The Italian government forced by the financial crisis that has hit the country, has decided to shut down the Italian Cultural Institute in Thessaloniki, Greece, after 51 years of operation.
Yannis Boutaris the mayor of Thessaloniki described the closure of the institute as a “major loss” noting that this decision takes something away from Thessaloniki’s multicultural profile. Yannis Mylopoulos, the rector of Aristotle University stated that “Thessaloniki’s cultural scene has become poorer and the Aristotle University has lost a significant partner. It’s sad. The institute was a lively cultural hub in the city.”
The Italian Cultural Institute was established in 1963, in the northern port of Thessaloniki. It helped bring together the Greek and Italian culture and offered a passport to the Greek students who wanted to study in Italy.

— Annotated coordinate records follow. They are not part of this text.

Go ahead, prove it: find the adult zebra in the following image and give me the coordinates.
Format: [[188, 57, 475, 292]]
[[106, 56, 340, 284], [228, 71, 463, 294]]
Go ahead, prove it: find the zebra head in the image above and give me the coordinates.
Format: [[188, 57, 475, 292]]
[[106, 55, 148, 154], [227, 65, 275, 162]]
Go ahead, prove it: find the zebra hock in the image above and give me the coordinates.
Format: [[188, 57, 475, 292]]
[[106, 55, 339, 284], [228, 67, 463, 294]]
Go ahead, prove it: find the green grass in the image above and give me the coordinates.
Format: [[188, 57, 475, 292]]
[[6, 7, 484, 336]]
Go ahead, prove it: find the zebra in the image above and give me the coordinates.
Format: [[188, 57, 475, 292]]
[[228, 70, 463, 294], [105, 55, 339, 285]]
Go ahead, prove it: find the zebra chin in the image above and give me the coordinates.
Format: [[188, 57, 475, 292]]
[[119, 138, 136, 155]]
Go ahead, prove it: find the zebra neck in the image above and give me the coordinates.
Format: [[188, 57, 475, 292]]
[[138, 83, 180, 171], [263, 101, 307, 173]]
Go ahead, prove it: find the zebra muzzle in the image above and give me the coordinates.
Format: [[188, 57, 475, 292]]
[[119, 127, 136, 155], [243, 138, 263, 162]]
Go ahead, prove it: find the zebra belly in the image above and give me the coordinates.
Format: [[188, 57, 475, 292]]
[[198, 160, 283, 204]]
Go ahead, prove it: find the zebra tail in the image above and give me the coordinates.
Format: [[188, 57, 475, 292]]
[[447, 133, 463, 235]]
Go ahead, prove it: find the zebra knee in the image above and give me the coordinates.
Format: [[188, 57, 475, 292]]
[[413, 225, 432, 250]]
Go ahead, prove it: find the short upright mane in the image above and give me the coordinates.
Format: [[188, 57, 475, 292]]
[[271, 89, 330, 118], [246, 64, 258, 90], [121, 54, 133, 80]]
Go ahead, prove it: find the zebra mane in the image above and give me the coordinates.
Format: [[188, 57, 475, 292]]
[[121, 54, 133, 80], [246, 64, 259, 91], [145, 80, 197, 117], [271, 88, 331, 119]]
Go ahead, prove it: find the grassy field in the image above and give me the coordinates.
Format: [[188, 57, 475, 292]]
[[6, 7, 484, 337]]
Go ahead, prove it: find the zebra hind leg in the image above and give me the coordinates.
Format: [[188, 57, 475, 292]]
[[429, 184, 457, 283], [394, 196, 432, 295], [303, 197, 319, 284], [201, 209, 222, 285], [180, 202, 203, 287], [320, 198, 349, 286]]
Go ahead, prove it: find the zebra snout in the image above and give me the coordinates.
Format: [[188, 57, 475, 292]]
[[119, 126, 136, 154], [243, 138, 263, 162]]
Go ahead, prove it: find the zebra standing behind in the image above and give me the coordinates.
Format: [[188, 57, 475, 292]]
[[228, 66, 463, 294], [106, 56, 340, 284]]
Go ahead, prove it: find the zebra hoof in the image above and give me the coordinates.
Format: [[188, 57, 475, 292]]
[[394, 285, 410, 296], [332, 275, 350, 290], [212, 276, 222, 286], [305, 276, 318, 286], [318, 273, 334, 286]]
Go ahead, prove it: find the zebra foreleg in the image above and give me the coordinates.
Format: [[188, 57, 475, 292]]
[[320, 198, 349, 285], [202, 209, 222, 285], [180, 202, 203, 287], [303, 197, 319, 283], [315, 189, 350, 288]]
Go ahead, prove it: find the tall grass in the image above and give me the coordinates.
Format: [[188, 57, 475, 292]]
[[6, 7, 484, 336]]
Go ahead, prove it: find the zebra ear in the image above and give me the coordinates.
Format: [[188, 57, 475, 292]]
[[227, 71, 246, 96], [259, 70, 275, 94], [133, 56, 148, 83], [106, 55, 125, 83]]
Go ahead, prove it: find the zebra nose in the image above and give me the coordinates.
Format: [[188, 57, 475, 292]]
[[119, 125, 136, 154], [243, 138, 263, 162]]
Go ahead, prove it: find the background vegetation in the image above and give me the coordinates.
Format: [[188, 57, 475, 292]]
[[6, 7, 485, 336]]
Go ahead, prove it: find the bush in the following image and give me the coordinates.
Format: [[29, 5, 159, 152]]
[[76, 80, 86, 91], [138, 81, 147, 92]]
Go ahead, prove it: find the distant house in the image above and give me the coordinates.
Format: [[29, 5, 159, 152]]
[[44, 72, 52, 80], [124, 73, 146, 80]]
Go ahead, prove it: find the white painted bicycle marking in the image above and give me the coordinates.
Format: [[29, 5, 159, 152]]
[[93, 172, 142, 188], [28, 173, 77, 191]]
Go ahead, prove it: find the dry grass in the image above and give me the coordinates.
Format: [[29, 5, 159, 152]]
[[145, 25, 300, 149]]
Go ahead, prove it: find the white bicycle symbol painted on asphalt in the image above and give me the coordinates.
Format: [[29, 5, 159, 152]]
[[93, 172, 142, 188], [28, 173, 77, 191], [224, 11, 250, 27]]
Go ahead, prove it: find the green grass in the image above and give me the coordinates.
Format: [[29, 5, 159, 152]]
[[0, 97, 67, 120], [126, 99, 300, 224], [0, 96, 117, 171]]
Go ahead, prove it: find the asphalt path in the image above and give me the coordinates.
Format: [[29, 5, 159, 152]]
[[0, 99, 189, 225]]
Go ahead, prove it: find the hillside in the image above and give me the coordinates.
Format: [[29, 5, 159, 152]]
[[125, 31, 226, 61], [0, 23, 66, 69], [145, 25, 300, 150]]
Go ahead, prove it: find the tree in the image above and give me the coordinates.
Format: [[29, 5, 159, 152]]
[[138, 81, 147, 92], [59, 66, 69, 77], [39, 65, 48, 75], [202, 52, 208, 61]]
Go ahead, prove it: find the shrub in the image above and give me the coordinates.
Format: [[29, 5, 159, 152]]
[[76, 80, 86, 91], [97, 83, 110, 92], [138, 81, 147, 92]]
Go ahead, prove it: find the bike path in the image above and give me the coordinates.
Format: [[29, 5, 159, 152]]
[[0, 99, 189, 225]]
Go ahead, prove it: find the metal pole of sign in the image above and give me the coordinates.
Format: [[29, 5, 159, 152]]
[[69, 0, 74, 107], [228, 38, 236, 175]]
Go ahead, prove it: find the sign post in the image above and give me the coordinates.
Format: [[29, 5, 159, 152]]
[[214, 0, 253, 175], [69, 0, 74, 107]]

In recent years, apart from Italian language courses, the institute organized cultural events, exhibitions, concerts, conferences in collaboration with Greek and Italian organizations.
The Greek writer Thodoros Ioannidis, a close friend of Umberto Eco, was a student and professor at the institute. He reported that during the dictatorship in the 1970s, thousands of young people went there to learn the language so that they could study in Italy.
Recently, before the Italian government announced its closure, the Italian institute hosted a ceremony where school certificates were awarded to the relatives of Jewish children who studied in Italian schools before they died in the Holocaust.